They first learned about quantum physics in an interdisciplinary setting. Studying the history of art at Cambridge, al-Kadhi’s program put an emphasis on interdisciplinary studies, mixing physics with philosophy. al-Kadhi became fascinated by the connections between art and science, how philosophy can influence paintings.
But every undergraduate has passing fascinations that wane throughout the years. What made quantum physics stick, to the point where it became a metaphor for gender identity?
“As a queer person, you are always sort of questioning and searching for answers….if you are radically queer in the sense that you are constantly interrogating everything that you’re taught, and to distrust it and to think of alternatives. It’s just part of my mindset.

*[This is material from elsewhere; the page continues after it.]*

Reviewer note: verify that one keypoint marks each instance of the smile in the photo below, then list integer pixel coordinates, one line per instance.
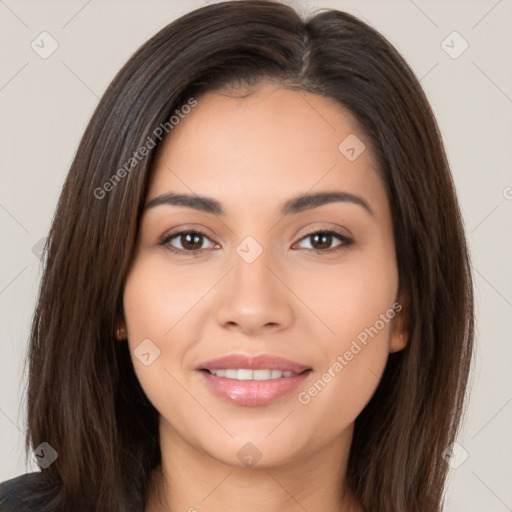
(246, 374)
(251, 381)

A lot of people kind of can be violent towards queer people for being sort of unnatural or sort of against the laws of nature or that kind of stuff. And you know you're made to feel very much, kind of, defunct...So I found it when I kind of started reading about quantum physics like I found it to be comforting.”
Inverse’s discussion with al-Kadhi went in a number of ways, including art and philosophy. In order to capture the fullness of that fascinating discussion, we’re splitting the interview up into a few different stories. We’ll take some of the interdisciplinary aspects and explore their relationship to quantum physics. Because if quantum physics can explain gender identity, it can explain everything.